Large companies usually have large patent and trademark portfolios, teams of legal professionals, and significant IP budgets. They are comfortable with patents and trademarks because processes and systems are well established, supported by law firms and internal counsel.
Trade secrets, however, often remain unmanaged. Large companies find starting the process of identifying trade secrets to be intimidating and are afraid to start. Some cite lack of staffing or budget as barriers although they have plenty for patents and trademarks. This is actually an allocation challenge, not a resource challenge.
Another problem is the reactive mindset. Many large companies wait until there is a trade secret theft to take action. Courts under trade secret law are requiring proactive measures long before theft occurs. Without evidence of reasonable steps, even the strongest claims fail.
Companies that treat trade secret protection as an intellectual venture on par with patent filing or trademark registration are better positioned for compliance and risk mitigation. Tangibly makes that shift possible by offering enterprise tools that scale across departments and geographies.
Why do large companies struggle with trade secret management?
Because trade secrets lack formal registration systems, many enterprises delay creating structured processes. The ambiguity makes teams hesitant to start.
Why do corporations invest heavily in patents but neglect trade secrets?
Patents and trademarks have clear processes, established law firm support, and longstanding internal workflows. Trade secrets are less systematised and feel abstract.
What stops big companies from identifying their trade secrets?
Teams often feel overwhelmed by the scale of information and worry about doing it “wrong.” This leads to paralysis, even though the task is manageable with proper tools.
Why is a reactive approach risky for trade secrets?
Courts require proof of proactive reasonable measures.
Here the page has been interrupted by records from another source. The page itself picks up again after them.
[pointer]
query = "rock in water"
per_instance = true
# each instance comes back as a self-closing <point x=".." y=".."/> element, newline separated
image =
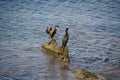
<point x="56" y="51"/>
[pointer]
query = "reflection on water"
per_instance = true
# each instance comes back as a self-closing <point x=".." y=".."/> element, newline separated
<point x="94" y="38"/>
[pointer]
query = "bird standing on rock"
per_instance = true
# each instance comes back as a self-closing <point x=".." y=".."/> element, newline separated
<point x="53" y="31"/>
<point x="65" y="39"/>
<point x="49" y="28"/>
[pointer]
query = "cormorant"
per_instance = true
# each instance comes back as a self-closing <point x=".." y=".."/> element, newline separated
<point x="48" y="30"/>
<point x="53" y="31"/>
<point x="65" y="39"/>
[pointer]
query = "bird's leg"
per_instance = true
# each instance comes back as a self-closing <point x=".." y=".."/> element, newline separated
<point x="50" y="41"/>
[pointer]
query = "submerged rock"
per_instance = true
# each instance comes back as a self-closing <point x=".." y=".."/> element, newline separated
<point x="54" y="50"/>
<point x="84" y="74"/>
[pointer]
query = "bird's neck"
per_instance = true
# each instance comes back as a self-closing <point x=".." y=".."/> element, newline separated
<point x="66" y="32"/>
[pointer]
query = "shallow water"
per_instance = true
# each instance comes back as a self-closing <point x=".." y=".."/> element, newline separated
<point x="94" y="44"/>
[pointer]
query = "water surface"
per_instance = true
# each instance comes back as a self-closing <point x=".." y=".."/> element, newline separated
<point x="94" y="44"/>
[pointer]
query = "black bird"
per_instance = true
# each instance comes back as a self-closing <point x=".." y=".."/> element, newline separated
<point x="65" y="39"/>
<point x="53" y="31"/>
<point x="48" y="30"/>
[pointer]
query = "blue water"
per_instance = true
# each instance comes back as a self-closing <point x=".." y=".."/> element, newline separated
<point x="94" y="44"/>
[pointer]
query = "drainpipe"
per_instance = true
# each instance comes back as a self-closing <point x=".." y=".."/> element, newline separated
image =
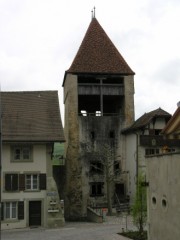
<point x="137" y="157"/>
<point x="0" y="158"/>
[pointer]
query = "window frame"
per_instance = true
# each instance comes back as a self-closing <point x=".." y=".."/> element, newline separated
<point x="13" y="185"/>
<point x="10" y="217"/>
<point x="31" y="183"/>
<point x="18" y="153"/>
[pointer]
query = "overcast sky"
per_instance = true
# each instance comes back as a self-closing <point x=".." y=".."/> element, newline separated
<point x="39" y="40"/>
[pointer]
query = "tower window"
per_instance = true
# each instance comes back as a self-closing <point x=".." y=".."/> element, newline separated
<point x="84" y="112"/>
<point x="92" y="135"/>
<point x="112" y="134"/>
<point x="98" y="113"/>
<point x="96" y="189"/>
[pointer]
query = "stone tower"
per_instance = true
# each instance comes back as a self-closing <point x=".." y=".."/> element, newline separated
<point x="99" y="102"/>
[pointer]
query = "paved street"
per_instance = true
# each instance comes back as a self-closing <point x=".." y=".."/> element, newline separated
<point x="76" y="231"/>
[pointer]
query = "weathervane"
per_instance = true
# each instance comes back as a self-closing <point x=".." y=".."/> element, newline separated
<point x="93" y="13"/>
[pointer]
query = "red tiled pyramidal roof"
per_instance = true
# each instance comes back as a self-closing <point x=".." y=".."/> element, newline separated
<point x="97" y="54"/>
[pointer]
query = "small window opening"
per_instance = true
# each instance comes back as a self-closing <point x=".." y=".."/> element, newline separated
<point x="112" y="134"/>
<point x="164" y="203"/>
<point x="154" y="200"/>
<point x="92" y="135"/>
<point x="98" y="113"/>
<point x="96" y="189"/>
<point x="84" y="112"/>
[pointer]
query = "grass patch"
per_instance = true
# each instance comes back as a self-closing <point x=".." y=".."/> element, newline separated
<point x="135" y="235"/>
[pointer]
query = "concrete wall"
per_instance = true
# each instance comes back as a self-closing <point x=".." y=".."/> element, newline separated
<point x="73" y="199"/>
<point x="164" y="196"/>
<point x="129" y="100"/>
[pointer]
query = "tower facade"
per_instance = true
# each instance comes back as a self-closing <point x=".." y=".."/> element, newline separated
<point x="99" y="102"/>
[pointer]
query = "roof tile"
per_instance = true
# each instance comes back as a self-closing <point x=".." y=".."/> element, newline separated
<point x="97" y="54"/>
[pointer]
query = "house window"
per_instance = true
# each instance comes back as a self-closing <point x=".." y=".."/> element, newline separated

Waiting until theft occurs usually results in weak cases and failed IP claims.
How can large companies begin managing trade secrets effectively?
By treating trade secrets like any other IP asset: identifying them, documenting them, training staff, and maintaining a register.
How does Tangibly help enterprises overcome trade secret paralysis?
Tangibly provides tools for identifying, documenting, communicating, and managing trade secrets at scale across teams, departments, and countries.
Is trade secret protection harder for global organisations?
It can be, due to distributed teams and inconsistent processes. Enterprise software like Tangibly standardises systems across locations.